İSTANBUL (AA) - Adres Patent Genel Müdürü Cumhur Akbulut, Dünya Fikri Mülkiyet Örgütü (WİPO) verilerine göre son 20 yılda su sistemleri ve artırma konusunda 1 milyon 300 bin patent işlemi yapıldığını bunun önemli kısmının son 5 yılda gerçekleştirildiğini bildirdi.

Adres Patent açıklamasına göre, dünyanın dörtte üçü sularla kaplı olmasına rağmen, insan kullanımına uygun tatlı su miktarı oldukça sınırlı bulunuyor. Dünya yüzeyindeki mevcut suyun yüzde 1'den daha az bir kısmı ekosistem ve insan kullanımına elverişli tatlı su kaynaklarından oluşuyor. Buna göre dünya üstünde yaklaşık 35 milyon kilometreküp tatlı su bulunurken, bunun sadece 105 bin kilometreküpü elverişli tatlı su kaynakları arasında yer alıyor.

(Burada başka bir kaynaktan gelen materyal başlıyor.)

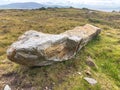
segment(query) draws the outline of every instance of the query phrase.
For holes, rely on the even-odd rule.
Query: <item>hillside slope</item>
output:
[[[7,48],[27,30],[61,33],[92,24],[101,34],[74,59],[45,67],[25,67],[6,58]],[[96,67],[86,64],[88,58]],[[92,77],[96,85],[83,78]],[[0,10],[0,90],[119,90],[120,13],[87,9]]]

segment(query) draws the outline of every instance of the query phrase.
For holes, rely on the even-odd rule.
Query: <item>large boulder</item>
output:
[[[101,29],[86,24],[61,34],[27,31],[7,50],[13,62],[27,66],[44,66],[73,58]]]

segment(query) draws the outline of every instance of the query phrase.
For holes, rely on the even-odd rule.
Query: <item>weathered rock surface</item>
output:
[[[89,24],[58,35],[30,30],[9,47],[7,56],[11,61],[27,66],[69,60],[100,31]]]
[[[86,80],[91,85],[94,85],[97,83],[97,81],[95,79],[89,78],[89,77],[84,77],[84,80]]]

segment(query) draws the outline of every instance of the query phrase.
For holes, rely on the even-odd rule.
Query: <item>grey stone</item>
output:
[[[89,77],[84,77],[84,80],[86,80],[91,85],[94,85],[97,83],[97,81],[95,79],[89,78]]]
[[[86,24],[61,34],[25,32],[7,50],[9,60],[27,66],[44,66],[73,58],[101,29]]]
[[[9,85],[5,85],[4,90],[11,90]]]

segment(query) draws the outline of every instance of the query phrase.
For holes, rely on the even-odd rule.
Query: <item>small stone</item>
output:
[[[6,86],[4,87],[4,90],[11,90],[11,88],[10,88],[9,85],[6,85]]]
[[[91,85],[94,85],[97,83],[97,81],[95,79],[89,78],[89,77],[84,77],[84,80],[86,80]]]
[[[79,75],[81,75],[82,73],[81,72],[77,72]]]
[[[88,59],[86,61],[86,64],[90,67],[96,67],[97,68],[97,65],[95,64],[95,62],[92,60],[91,57],[88,57]]]
[[[86,73],[87,75],[91,76],[91,72],[90,72],[90,71],[86,70],[85,73]]]

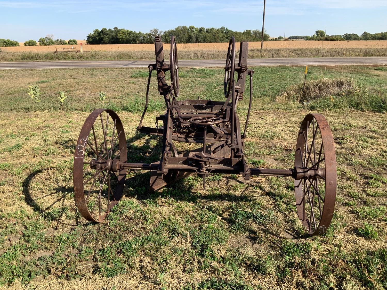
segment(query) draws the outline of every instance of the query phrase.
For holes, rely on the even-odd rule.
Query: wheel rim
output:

Açıklamada görüşlerine yer verilen Akbulut, dünya su kaynaklarının yaklaşık yüzde 70'inin tarım amaçlı kullanıldığını, sanayi kullanımının yüzde 19, evsel kullanımının ise yüzde 11 civarında bulunduğunu belirtti.

Türkiye genelinde yıllık ortalama yağış miktarının yaklaşık 600 milimetrenin biraz üzerinde olduğuna ve bu rakamın dünya ortalaması olan 800 milimetrenin altında yer aldığına işaret eden Akbulut, "Bu kapsamda ileride meydana gelmesi muhtemel su kıtlıklarına karşı, suyun ekonomiye yeniden kazandırılmasına yönelik teknolojilere ülke olarak daha fazla ağırlık vermemiz gerekiyor. Globalde son 20 yılda WİPO verilerine göre su sistemleri ve artırma konusunda 1 milyon 300 bin patent işlemi gerçekleştirildi. Bu rakamın büyük kısmı son 5 yıllık verilerden oluşuyor." ifadelerini kullandı.

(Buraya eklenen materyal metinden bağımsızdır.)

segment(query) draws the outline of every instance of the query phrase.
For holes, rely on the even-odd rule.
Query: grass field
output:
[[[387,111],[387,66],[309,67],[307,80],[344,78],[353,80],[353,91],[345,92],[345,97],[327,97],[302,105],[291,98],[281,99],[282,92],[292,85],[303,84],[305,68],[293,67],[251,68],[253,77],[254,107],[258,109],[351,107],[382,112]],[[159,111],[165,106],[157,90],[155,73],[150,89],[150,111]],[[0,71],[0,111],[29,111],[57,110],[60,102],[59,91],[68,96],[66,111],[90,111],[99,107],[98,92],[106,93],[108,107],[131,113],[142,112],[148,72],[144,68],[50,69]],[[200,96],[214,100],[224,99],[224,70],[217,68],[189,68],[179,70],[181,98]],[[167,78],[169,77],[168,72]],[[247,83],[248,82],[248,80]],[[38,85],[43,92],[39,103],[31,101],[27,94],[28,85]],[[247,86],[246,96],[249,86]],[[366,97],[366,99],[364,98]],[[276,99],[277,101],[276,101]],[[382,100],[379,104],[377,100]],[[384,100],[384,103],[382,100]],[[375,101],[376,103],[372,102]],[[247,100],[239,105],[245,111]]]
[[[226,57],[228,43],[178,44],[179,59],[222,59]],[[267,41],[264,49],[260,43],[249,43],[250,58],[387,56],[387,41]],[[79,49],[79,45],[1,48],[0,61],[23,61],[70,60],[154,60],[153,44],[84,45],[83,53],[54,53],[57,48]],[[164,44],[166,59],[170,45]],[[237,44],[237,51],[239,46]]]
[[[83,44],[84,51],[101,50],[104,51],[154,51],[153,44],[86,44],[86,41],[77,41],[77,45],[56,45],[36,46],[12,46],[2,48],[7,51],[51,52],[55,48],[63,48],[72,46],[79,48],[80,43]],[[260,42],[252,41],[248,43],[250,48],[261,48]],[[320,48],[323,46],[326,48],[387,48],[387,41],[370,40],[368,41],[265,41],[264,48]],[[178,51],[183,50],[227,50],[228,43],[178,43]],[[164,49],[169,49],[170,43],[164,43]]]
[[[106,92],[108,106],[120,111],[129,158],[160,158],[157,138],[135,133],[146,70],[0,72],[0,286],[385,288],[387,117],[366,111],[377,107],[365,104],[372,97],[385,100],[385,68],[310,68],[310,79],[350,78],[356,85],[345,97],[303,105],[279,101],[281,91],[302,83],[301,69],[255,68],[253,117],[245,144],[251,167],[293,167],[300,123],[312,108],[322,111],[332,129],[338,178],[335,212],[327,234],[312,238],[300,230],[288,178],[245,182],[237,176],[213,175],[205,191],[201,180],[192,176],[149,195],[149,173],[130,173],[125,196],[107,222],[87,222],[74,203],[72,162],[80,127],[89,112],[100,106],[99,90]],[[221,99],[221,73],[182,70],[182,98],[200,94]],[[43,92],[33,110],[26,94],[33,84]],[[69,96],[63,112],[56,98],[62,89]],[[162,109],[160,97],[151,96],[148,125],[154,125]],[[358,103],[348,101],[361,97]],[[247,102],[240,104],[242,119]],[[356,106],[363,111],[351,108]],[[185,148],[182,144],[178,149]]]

- Başvurularda başı Çin çekiyor

Akbulut, su sistemleri ve arıtmayla ilgili başvurulara en fazla patent işleminin Çin’de gerçekleştirildiğini aktararak, şunları kaydetti:

"Çin’i Japonya, Amerika ve Kuzey Kore takip ediyor. Su fakiri olması beklenen özellikle de Orta Doğu bölgesi başvurularda ilk 10’nda yer almıyor. Kullanılan suyunu ekonomiye yüzde 100 geri kazandırılmasıyla ilgili patent başvuruları sürüyor. Mevcut çalışmaların ticarileşmesiyle kaynaklarımızı koruma yolunda önemli bir adım atacağız.

Organize sanayi bölgeleri ve özel firmaların yağmur suyunu depolama sistemlerine yönelik yatırımlara ağırlık veriyor. Özellikle tekstil alanında faaliyet gösteren birçok boyahane yağmur suyunu depolama sistemlerine yönelik çalışmalar yapıyor ilave olarak organize sanayi bölgeleri de mevcut kaynakları korumak adına yağmur suyu depolama sistemlerine yönelik yatırımlara ağırlık vermiş durumdalar. Tekstil makineleri tarafında ise su kullanımı olmadan hava yoluyla boyama yapan makinelerin de geliştirildi. Her ne kadar maliyeti yüksek olsa da bu makineleri ülkemizde de üretmemiz gerekiyor."